It was the concept behind THE FUTURE OF US (Razorbill, 2011) that totally sold me. Well, that and my YA author crush on Jay Asher (13 REASONS WHY).
In TFOU, it's 1996 — before the Internet is a part of our daily life and requires dialing in through AOL. With one click of the mouse, lifelong friends and neighbors Josh and Emma discover what the Internet, and their futures, will be like.
Things have been awkward between the two since they got their wires crossed about taking their friendship to another level, and so Josh is hesitant to take the new AOL disk to Emma when it arrives in the mail. But his mom insists. They install it on her new computer and Emma discovers a very strange website. Turns out it's Facebook. Which, of course, doesn't exist. Yet.
Reading status updates and friend comments on their FB pages fifteen years in the future gives Josh and Emma a glimpse at what will become of their relationship, and it's not a pretty sight. Emma starts to realize that everything they do, in reaction to what they now know, starts to change things -- in the present and on their Facebook futures. How much control do they really have over where they end up? How much do they want to have?

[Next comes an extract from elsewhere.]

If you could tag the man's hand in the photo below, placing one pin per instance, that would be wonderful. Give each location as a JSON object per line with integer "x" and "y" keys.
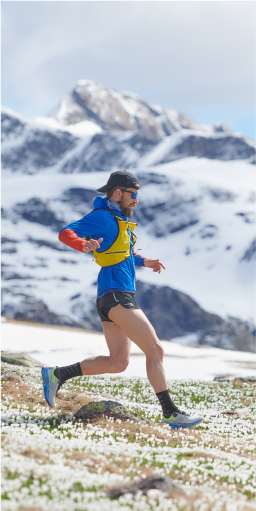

It's an interesting way of not only letting today's teens get a taste for what it was like to be a teen before texting, chat and social media became primary ways to communicate. And while the situations stay just this side of eye-roll-inducing "back when I was your age" fare (what? you couldn't surf the Net and talk on the phone at the same time? what? you couldn't see pictures right after you took them? wha-what?) the idea of looking into the future through the lens of Facebook should inspire some contemplation.
While far from the edgy and socially conscious 13 REASONS WHY, Asher and Mackler (THE EARTH, MY BUTT, AND OTHER BIG ROUND THINGS) weave an intriguing story. It's interesting that even in the past, Facebook becomes an emotional time-suck for Emma, revealing slivers of truth that cause her to feel and behave differently than she would if she didn't "know" things -- about herself, her friends and how their lives will dramatically change.
And there's always the question of how much do you WANT to know about your future. Because once you know, you can never UNknow. And does the simple act of knowing (even if you take no action) change the way things would have unfolded?
Deep thoughts. An entertaining and interesting book.
The characters are in high school (and do high school-age things) but 7th and 8th graders (struggling with the ease and danger that technology and social media bring to communication) will love it too.